Manufacture of zirconia frameworks is via a CAD/CAM process. The data for the design of the framework therefore must be digitized at some stage in the workflow. This can take place at the chairside using an intra-oral chairside scanner (LAVA COS® 3M ESPE, CEREC Connect® Sirona) (Figure 3). Digitization at this stage is exciting and shows promise for the future but can be costly to set up and has a learning curve which may not easily fit into the busy life of the general dental practitioner.
Alternatively, a conventional elastomeric impression can be made and scanned, either in the laboratory or in the dental surgery (3Shape®). Finally, casting the impression in type IV dental stone and scanning of the model is also an appropriate method (LAVA Scan ST®, 3M ESPE). Whichever method is used, once the die is digitized, the technician/dentist can begin design of the framework.
CAD/CAM techniques used in the fabrication of zirconia copings and frameworks allow the technicians complete flexibility. With a ‘virtual wax knife’ the technician can cut-back a digitally generated full contour design, allowing anticipation of the final restoration contour (Figure 4).
The design of metal-ceramic copings has been well established for many years.14 Despite a lack of studies, some authors have commented on the need for porcelain fused to metal (PFM) coping design rules to be followed when using zirconia.15 Greater tensile stresses have been shown to exist in ceramic copings which do not adequately support the overlying porcelain16 (Figure 5).

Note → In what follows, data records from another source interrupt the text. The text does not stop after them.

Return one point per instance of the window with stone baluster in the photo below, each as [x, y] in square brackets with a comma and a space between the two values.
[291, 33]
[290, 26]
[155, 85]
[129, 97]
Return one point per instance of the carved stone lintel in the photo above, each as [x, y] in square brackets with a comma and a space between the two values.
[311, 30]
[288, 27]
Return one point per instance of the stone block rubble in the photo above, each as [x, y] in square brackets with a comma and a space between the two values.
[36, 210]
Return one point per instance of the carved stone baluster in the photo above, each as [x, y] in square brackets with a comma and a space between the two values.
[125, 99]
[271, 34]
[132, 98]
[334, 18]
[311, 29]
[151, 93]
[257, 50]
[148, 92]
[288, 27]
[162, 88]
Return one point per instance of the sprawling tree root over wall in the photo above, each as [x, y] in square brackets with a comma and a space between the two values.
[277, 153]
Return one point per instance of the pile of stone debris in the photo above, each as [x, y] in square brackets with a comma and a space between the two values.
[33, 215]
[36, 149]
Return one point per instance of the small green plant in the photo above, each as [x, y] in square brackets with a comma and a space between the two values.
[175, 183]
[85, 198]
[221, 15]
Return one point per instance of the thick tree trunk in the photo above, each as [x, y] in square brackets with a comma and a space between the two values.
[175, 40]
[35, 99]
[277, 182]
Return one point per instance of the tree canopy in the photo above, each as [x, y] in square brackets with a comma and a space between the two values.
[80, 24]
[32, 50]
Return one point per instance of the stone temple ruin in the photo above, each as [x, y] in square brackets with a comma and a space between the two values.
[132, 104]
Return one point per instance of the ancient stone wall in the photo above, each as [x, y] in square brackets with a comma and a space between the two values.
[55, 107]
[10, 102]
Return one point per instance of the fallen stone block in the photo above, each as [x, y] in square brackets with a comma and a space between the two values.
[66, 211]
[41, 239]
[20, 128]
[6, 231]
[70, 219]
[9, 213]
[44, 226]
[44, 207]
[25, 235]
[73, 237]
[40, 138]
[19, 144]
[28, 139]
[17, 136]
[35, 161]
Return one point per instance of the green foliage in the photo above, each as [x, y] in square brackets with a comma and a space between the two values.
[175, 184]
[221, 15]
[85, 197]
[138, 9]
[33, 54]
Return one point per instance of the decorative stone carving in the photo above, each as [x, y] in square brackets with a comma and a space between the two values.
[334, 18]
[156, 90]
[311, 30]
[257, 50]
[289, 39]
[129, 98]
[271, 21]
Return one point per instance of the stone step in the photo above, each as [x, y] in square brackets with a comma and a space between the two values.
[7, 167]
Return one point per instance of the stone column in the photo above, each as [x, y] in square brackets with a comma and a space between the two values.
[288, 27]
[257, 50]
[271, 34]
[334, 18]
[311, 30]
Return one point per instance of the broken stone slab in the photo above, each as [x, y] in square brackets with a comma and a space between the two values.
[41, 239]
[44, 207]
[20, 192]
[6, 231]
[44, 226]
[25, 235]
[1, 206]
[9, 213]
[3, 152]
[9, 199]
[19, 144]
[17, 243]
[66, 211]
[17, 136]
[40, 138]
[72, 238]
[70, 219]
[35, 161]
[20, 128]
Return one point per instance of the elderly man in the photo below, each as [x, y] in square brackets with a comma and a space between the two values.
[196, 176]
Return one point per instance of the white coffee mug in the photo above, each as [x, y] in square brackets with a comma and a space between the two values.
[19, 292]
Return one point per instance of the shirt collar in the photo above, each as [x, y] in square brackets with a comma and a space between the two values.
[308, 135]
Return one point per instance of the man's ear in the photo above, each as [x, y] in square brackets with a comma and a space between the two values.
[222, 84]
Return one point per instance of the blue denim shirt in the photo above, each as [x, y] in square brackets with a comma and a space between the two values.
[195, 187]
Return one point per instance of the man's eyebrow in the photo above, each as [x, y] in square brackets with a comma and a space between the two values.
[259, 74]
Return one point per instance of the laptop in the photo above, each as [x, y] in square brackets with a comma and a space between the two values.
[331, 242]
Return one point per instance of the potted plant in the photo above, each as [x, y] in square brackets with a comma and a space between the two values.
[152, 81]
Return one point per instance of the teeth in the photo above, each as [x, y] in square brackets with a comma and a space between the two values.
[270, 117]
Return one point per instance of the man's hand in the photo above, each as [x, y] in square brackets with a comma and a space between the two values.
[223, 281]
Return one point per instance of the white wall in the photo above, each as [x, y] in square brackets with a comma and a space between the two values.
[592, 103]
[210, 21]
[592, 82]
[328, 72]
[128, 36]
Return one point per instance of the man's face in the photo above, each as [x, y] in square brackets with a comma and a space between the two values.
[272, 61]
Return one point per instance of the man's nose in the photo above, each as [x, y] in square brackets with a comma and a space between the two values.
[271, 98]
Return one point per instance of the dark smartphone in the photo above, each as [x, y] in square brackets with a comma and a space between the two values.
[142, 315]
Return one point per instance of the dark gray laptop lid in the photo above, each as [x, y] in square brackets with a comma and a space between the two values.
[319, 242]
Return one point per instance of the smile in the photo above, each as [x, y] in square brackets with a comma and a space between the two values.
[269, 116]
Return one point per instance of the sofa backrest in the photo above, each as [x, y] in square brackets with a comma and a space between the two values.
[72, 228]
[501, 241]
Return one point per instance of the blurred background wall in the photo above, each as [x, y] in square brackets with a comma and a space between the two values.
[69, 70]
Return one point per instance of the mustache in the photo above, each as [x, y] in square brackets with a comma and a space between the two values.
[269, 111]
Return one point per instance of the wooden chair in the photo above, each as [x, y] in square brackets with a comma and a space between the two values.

Comparative studies have been conducted between all-ceramic and metal-ceramic crowns on implant abutments to assess geometric requirements. Two different framework designs with two different incisal thicknesses of veneering porcelain were used for each alumina all-ceramic and high noble metal ceramic crown systems with identically-shaped crowns. Thermocycling and unidirectional loading were used to fatigue the specimens. Interestingly, geometry was a significant factor for PFMs but not for all-ceramic crowns.17 Thickness of the ceramic coping, on the other hand, has a significant influence on the resulting stresses in the coping and veneering porcelain of an axially loaded crown by being inversely proportional.18
It would seem practical, based on the available evidence, to recommend that basic principles of coping design established for the PFM crown are applied to zirconia copings. Therefore, the veneering ceramic should be adequately supported at all times (Figure 6 a–c).

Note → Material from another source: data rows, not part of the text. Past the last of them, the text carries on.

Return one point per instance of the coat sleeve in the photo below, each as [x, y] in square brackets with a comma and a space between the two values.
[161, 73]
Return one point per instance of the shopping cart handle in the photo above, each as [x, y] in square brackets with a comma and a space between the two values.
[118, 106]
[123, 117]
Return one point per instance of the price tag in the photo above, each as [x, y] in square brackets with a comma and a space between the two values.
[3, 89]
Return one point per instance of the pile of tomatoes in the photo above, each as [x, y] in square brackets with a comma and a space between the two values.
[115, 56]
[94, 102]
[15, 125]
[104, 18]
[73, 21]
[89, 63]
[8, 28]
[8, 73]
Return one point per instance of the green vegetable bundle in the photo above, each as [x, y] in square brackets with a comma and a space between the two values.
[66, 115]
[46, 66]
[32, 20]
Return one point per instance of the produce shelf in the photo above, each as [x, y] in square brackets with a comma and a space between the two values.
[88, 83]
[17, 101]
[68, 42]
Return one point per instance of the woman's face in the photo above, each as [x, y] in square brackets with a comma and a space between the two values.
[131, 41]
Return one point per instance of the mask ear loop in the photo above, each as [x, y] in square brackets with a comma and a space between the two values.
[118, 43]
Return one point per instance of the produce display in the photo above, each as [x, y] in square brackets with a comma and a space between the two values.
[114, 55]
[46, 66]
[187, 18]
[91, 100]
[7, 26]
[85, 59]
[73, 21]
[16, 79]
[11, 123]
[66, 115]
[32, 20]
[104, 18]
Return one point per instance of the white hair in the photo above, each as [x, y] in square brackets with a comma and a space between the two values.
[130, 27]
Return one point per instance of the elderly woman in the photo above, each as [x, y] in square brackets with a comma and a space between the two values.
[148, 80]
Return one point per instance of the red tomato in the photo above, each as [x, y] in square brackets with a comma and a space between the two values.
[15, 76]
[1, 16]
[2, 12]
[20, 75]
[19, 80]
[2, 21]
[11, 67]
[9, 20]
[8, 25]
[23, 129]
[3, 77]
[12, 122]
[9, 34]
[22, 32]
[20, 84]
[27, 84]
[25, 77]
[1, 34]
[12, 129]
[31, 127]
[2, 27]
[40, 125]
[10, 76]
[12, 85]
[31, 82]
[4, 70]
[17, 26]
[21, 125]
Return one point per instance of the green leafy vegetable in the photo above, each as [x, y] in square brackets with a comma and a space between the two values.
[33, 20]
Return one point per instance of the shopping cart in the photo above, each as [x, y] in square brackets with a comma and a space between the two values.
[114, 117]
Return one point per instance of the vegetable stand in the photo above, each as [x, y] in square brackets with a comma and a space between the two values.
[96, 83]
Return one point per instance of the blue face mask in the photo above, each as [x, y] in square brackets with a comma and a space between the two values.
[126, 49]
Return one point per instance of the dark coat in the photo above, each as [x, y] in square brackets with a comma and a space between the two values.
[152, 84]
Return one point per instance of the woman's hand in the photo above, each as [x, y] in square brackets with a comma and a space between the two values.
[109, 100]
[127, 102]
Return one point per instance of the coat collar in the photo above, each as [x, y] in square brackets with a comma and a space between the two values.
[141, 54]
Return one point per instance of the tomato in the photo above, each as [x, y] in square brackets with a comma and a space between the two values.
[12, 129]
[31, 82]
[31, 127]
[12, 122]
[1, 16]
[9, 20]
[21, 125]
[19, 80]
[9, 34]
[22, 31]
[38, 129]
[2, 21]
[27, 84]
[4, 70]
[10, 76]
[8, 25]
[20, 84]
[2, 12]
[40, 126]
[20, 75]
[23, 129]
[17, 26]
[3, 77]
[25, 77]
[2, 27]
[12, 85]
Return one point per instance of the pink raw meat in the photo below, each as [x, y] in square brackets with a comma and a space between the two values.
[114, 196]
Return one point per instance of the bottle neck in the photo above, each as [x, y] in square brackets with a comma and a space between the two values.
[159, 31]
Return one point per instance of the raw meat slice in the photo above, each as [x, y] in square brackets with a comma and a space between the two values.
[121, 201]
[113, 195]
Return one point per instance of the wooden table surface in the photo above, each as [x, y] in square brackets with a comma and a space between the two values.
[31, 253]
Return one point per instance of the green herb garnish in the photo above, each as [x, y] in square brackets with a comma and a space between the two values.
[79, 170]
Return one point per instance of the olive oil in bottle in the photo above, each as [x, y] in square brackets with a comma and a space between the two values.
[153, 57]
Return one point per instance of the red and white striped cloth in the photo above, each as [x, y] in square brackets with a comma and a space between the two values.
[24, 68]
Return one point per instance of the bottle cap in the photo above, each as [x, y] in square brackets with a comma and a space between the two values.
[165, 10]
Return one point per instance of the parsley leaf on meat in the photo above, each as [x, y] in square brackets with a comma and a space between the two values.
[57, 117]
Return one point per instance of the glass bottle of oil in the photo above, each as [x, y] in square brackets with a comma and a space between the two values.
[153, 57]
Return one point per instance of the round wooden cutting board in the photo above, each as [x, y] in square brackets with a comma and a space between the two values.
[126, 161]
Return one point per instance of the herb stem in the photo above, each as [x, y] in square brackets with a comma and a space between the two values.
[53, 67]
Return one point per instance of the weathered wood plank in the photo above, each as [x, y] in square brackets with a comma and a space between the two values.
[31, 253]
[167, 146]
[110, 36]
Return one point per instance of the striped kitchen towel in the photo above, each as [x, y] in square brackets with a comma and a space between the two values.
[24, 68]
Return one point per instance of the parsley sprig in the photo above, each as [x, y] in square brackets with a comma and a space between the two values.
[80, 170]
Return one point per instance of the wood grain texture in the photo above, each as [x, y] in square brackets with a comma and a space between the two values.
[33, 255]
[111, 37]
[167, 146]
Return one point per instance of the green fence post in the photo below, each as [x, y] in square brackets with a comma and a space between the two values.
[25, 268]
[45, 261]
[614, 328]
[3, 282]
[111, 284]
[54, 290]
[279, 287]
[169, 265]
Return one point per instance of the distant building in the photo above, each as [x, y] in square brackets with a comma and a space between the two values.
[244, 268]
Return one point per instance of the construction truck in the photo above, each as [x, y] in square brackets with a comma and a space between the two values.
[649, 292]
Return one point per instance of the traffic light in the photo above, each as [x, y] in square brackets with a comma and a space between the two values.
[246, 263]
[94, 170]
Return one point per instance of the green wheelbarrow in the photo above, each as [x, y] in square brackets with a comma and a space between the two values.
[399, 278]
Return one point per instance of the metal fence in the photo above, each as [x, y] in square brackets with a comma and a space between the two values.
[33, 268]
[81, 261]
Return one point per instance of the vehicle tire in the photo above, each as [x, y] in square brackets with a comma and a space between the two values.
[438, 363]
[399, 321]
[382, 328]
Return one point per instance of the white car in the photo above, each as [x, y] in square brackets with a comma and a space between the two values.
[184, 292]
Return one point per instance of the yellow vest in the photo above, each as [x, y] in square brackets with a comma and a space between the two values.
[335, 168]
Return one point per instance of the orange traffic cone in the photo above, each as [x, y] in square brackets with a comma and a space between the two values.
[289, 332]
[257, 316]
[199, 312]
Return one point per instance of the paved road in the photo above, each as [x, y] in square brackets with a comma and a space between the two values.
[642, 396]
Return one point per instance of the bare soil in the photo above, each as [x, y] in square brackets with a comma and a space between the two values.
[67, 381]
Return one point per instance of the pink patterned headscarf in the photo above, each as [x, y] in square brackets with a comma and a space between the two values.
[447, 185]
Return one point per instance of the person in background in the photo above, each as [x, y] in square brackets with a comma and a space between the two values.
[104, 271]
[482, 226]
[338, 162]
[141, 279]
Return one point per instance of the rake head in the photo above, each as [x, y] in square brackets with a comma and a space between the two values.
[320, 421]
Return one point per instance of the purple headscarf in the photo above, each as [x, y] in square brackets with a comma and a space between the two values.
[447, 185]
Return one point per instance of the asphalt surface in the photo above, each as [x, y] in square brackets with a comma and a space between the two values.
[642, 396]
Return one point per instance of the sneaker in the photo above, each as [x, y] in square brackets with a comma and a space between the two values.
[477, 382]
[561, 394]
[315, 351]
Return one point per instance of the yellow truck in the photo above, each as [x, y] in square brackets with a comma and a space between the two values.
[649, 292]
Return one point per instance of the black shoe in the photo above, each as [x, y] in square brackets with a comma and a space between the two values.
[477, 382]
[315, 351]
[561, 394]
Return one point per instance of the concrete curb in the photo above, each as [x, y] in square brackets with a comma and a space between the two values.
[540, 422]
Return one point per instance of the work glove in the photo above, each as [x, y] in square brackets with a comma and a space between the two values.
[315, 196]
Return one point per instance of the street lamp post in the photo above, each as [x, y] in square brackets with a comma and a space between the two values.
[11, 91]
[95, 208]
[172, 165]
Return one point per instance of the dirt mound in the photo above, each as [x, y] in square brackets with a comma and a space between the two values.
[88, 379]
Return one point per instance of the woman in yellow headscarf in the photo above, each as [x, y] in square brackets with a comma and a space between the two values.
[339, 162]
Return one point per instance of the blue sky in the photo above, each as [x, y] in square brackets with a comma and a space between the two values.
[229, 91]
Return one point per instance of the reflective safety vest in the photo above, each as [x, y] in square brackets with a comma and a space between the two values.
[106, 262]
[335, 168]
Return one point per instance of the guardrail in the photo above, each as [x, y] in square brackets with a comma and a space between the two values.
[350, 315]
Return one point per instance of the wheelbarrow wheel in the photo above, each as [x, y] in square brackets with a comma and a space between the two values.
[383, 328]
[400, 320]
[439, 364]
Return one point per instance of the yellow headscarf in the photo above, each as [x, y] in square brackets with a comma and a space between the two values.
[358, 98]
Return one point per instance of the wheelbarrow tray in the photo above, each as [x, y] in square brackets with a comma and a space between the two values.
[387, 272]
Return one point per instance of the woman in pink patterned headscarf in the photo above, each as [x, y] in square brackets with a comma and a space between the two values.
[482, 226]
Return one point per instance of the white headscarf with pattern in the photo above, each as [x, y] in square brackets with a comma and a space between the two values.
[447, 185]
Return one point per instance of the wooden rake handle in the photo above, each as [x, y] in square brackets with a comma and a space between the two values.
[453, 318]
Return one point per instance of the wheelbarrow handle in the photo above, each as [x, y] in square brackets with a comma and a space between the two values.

The minimum connector diameters for 3-, 4- and 5-unit fixed partial dentures constructed for different ceramics have been calculated.19 These are summarized in Table 1. This clearly demonstrates the advantages of zirconia over other high strength ceramics. In a study assessing connector design,20 three materials were tested, heat-pressed lithium disilicate glass ceramic, milled lithium disilicate glass and milled yttrium-stabilized tetragonal zirconia polycrystals. Two connector designs, round and sharp with similar diameters, were studied. Higher maximum failure loads were found for the round connector design when compared with the sharp design, with zirconia being highest. The authors also demonstrated that, although connector design can be changed to improve framework fracture toughness, the initial fracture load at which veneering porcelain fractured did not show significant differences between the different designs. However, other authors have questioned this and have recommended a connector diameter of 4 mm inclusive of veneering ceramic.21 A connector diameter of 4 mm is large and would require crown height of some 6 or more millimetres to allow access for plaque control procedures. This is not often found in posterior teeth, thus making the ideal dimensions of a connector difficult to deliver in all clinical situations.
| Zirconia | Slip cast glass infused zirconia | Lithium disilicate | |
|---|---|---|---|
| 3-unit bridge | 2.5 mm | 4.1 mm | 4.9 mm |
| 4-unit bridge | 3 mm | 4.9 mm | 5.9 mm |
| 5-unit bridge | 3.5 mm | 5.7 mm | 6.9 mm |
Once the zirconia restoration has been designed, the data must be sent to the milling machine for fabrication. 3Y-TZP dental restorations are constructed in one of two ways: soft machining of pre-sintered blanks in their green state, followed by final sintering at high temperature or hard machining of fully sintered blocks. The first has the disadvantage of approximately 20% shrinkage during the final sintering process, which must be compensated for during milling (Figure 7). However, the latter approach is not only more costly in terms of milling machinery owing to the hardness of the fully sintered block, but the copings contain a far larger monoclinic concentration upon completion. Despite giving the ability to mill to a 1:1 ratio, this method leads to surface microcracking and a decreased resistance to LTD.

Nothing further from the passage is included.